Well that is sweet, and thank you, and you know what I have to say too is that I hope that all of these people who have cared enough to write in will have an opportunity sometime to come to the Schulz Museum in Santa Rosa. Because I love the exhibition in Japan, but when you're in our museum next to the ice arena where he skated and the studio where he worked, you get a sense of him. There is a spirit here that we have, so I hope that all of you get to come sometime. And I hang around here a lot! Sometimes you run into people and they never expected to see me, like I happened to be in the ice arena and 2 couples were having lunch and one came up to me and said "I'm Judy" - she was the 2nd wife of someone I knew in San Francisco in 1957-1958 and I had COMPLETELY lost track of her. So we just happened to get re-acquainted!

JeanSchulz512 karma

I think that he was a deeply thoughtful and spiritual man. Sparky was not the sort of person who would say "oh that's God's will" or "God will take care of it." I think to him that was an easy statement, and he thought that God was much more complicated.
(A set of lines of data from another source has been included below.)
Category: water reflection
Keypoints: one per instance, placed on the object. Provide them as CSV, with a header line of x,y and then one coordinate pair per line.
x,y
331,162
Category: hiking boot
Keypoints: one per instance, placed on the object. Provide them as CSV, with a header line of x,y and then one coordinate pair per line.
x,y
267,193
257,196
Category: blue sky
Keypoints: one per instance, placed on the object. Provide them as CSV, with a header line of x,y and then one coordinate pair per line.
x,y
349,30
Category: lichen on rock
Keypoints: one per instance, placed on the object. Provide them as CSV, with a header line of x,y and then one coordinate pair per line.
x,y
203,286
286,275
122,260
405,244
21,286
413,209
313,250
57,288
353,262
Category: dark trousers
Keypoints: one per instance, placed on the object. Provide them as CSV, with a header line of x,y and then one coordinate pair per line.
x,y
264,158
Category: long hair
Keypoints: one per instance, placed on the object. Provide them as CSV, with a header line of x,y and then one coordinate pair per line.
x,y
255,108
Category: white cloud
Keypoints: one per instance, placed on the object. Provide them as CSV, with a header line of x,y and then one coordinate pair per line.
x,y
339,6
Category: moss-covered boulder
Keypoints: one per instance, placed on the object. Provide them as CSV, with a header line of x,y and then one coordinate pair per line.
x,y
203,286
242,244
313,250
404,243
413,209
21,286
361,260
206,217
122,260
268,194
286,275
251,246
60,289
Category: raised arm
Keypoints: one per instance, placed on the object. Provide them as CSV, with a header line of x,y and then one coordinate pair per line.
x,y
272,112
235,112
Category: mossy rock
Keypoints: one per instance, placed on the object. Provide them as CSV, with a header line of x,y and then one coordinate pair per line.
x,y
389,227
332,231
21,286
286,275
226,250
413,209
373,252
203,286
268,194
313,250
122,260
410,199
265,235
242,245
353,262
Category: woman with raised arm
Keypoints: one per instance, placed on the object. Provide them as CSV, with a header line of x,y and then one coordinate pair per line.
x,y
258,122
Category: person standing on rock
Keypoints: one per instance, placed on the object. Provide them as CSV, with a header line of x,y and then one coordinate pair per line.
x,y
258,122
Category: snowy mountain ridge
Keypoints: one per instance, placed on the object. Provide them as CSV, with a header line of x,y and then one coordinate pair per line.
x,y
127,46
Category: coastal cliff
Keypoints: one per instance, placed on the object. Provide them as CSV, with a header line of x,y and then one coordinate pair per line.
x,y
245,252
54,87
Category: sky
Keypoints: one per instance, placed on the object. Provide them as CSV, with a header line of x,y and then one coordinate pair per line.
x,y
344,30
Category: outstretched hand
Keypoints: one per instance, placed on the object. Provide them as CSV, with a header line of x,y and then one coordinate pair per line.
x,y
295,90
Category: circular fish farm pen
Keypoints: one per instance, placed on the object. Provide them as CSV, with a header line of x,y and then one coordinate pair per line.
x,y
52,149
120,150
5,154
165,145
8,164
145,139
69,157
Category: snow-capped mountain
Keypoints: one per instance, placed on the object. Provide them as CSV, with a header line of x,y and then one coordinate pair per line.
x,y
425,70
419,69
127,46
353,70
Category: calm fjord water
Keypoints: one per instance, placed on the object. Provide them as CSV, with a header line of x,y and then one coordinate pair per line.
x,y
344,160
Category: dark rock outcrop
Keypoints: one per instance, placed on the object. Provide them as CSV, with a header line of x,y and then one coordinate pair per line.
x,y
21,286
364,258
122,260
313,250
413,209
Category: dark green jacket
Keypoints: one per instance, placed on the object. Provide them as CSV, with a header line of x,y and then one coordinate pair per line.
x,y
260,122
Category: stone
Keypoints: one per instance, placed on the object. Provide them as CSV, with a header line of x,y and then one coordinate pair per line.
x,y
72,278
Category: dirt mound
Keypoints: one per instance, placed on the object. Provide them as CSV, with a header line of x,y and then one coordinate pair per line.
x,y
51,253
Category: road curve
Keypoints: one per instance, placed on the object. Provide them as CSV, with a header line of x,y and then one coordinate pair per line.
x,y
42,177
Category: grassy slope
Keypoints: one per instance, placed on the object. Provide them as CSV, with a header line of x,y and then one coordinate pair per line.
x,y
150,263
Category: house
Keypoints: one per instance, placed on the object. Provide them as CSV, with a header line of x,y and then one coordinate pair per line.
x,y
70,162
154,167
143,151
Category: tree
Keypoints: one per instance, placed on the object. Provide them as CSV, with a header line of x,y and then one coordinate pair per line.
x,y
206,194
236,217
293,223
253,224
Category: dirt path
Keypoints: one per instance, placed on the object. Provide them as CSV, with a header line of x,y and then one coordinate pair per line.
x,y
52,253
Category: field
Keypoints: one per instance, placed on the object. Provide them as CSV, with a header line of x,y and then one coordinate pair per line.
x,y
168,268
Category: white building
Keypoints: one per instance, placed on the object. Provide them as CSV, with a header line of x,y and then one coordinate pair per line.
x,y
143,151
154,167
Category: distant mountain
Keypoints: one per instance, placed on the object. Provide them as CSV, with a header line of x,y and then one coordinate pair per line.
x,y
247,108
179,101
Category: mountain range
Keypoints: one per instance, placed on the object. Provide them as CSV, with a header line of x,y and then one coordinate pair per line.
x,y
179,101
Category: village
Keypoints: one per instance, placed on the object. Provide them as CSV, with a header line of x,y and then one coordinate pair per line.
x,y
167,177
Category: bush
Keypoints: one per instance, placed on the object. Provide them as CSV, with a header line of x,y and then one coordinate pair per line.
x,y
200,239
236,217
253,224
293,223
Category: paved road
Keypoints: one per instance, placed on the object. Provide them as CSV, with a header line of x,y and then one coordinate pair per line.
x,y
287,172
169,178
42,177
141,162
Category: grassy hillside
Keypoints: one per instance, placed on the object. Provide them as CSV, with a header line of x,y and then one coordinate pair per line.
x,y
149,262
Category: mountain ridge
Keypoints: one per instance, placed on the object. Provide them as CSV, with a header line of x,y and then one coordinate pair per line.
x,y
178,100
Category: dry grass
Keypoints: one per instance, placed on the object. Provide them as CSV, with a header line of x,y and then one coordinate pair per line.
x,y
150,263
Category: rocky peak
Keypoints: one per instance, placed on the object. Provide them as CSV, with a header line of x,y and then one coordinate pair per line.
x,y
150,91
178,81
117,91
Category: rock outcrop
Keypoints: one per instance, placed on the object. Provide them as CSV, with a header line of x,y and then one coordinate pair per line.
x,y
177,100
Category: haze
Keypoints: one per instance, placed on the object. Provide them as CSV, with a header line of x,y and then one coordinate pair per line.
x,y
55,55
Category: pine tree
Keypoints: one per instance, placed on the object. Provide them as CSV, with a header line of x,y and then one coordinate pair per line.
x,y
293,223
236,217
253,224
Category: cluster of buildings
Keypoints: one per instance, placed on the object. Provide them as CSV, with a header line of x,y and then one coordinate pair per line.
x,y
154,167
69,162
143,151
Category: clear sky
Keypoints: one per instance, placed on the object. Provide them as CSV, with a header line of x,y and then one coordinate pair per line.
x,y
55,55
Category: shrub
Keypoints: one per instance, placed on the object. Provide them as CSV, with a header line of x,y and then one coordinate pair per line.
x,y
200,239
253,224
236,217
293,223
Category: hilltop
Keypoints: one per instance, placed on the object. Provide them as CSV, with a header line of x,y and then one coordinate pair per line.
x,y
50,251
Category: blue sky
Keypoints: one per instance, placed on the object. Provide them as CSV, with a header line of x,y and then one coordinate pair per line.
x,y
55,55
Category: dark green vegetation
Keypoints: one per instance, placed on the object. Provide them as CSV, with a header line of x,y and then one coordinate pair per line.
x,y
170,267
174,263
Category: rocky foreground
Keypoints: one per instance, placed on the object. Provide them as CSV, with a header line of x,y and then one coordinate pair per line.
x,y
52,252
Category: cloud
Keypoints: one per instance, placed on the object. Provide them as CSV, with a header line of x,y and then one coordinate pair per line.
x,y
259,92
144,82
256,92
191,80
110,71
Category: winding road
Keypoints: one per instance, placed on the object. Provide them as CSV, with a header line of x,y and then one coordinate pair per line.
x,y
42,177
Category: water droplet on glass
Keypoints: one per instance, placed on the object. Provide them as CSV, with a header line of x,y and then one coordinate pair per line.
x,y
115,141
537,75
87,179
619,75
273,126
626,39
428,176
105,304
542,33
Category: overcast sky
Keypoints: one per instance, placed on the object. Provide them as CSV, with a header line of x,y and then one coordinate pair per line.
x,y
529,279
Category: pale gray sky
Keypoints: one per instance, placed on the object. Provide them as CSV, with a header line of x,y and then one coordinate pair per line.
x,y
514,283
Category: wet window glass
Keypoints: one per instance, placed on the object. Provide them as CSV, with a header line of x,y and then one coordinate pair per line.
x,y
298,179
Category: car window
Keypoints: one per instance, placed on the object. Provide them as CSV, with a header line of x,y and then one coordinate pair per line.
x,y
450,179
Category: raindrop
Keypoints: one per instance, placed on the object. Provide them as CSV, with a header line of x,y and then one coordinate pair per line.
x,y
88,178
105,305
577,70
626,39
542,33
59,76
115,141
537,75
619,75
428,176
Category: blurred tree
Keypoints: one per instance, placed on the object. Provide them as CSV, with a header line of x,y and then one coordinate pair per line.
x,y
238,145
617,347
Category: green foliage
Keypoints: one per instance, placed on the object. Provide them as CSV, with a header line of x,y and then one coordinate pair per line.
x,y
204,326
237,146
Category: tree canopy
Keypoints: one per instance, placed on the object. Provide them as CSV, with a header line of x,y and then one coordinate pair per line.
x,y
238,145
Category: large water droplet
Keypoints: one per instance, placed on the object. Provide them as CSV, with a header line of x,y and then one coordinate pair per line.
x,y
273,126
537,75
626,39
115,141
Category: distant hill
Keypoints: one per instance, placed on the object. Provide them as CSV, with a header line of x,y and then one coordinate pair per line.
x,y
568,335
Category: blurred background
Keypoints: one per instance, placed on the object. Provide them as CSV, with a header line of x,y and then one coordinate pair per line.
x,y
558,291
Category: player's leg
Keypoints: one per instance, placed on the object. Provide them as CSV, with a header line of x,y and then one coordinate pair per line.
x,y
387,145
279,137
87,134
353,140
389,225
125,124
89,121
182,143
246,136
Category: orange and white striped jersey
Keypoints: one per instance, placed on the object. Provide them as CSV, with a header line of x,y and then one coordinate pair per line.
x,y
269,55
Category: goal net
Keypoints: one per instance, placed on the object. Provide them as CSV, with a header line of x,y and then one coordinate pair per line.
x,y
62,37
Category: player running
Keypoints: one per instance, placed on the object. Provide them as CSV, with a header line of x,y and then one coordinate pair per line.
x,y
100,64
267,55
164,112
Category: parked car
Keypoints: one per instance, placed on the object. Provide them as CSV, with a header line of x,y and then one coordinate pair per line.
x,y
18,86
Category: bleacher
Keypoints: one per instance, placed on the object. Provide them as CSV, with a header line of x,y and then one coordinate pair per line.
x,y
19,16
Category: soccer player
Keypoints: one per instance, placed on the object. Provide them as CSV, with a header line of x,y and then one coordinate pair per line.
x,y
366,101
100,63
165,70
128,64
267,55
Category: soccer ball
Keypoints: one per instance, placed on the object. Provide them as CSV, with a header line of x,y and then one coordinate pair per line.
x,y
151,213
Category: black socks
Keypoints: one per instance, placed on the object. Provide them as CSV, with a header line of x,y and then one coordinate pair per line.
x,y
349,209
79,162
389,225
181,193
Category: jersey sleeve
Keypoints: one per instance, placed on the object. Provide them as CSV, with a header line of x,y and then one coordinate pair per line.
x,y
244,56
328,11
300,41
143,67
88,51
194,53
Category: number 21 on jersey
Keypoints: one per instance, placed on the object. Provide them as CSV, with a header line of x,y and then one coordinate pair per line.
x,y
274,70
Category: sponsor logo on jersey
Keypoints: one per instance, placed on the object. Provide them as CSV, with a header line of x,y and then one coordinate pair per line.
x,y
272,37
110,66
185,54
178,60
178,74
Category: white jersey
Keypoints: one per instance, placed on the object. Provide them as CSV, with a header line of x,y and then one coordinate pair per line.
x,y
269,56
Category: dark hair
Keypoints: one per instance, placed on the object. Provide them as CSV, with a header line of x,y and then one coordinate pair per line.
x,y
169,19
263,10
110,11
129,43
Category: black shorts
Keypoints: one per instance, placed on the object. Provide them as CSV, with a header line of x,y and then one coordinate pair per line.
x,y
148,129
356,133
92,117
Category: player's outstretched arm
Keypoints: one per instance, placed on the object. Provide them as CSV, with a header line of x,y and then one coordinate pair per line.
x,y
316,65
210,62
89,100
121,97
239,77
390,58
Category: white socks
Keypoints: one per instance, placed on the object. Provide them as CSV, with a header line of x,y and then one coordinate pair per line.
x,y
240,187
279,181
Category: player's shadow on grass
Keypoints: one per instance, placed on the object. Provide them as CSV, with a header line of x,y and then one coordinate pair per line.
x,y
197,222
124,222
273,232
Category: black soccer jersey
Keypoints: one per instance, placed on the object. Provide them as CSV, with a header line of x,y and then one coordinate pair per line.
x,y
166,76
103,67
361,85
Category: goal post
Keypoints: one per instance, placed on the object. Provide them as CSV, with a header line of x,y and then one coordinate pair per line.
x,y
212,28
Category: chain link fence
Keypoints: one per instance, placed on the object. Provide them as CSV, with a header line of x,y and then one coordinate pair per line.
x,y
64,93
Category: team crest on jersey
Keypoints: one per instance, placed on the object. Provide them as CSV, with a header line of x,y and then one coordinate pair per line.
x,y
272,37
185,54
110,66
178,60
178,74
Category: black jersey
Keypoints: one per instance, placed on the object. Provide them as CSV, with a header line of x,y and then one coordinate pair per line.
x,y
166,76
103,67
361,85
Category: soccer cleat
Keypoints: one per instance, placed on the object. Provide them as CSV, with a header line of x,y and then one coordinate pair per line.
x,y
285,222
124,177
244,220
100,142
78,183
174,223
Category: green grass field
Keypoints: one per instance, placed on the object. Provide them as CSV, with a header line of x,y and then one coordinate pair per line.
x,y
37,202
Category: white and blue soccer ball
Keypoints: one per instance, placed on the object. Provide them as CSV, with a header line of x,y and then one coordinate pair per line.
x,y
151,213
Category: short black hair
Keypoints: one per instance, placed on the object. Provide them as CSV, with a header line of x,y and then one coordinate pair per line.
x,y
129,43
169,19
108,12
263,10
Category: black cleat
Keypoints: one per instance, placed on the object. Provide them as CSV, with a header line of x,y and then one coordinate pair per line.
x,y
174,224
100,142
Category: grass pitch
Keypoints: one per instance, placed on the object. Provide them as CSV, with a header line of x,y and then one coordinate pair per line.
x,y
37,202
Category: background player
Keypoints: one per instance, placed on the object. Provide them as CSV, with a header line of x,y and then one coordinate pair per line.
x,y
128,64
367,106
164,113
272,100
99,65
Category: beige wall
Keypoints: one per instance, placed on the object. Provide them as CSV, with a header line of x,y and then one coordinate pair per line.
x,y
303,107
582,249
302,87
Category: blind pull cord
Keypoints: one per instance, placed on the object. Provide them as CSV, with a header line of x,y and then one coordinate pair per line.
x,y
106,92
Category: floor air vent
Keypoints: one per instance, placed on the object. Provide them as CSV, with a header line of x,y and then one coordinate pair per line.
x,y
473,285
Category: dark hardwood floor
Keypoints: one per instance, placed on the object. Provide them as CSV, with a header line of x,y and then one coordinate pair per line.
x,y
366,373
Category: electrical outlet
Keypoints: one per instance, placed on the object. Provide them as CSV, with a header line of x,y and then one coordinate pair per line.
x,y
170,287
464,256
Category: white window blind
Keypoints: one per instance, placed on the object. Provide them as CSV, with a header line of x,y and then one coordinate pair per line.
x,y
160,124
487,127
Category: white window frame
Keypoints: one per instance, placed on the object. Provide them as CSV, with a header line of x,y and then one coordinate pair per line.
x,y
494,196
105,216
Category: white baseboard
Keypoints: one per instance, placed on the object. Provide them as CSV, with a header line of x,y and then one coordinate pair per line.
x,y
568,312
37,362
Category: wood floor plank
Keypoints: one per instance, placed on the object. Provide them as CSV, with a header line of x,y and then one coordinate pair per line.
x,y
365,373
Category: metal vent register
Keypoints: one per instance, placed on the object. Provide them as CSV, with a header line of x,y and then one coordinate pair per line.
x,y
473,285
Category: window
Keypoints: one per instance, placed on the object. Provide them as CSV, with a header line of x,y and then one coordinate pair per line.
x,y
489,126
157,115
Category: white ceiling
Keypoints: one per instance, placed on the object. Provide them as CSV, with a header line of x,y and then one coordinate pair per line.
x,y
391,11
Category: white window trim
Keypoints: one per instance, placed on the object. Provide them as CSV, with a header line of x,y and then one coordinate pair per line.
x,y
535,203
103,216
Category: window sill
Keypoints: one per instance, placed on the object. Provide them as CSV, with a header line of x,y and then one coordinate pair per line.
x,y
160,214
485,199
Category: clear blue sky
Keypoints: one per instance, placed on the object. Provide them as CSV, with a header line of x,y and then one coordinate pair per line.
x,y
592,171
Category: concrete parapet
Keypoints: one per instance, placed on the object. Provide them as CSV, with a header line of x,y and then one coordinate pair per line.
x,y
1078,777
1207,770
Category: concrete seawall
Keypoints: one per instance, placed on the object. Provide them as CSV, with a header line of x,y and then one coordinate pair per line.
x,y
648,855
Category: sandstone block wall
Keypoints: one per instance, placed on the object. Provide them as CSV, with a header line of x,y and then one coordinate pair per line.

When he came back from the army he was very lonely. His mother had died and he was invited to church by a pastor who had prepared his mother's service from the Church of God. Sparky's father was worried about him and was talking to the pastor and so the pastor invited sparky to come to church. So Sparky went to church, joined the youth group and for a good 4-5 years he went to Bible study and went to church 3 times a week (2 bible studies, 1 service). He said he had read the bible through three times and taught sunday school. He was always looking for what those passages REALLY Might have meant. Some of his discussions with priests and ministers were so interesting because he wanted to find out what these people (who he thought were more educated than he) thought.

When he taught Sunday school, he would never tell people what to believe. God was very important to him, but in a very deep way, in a very mysterious way.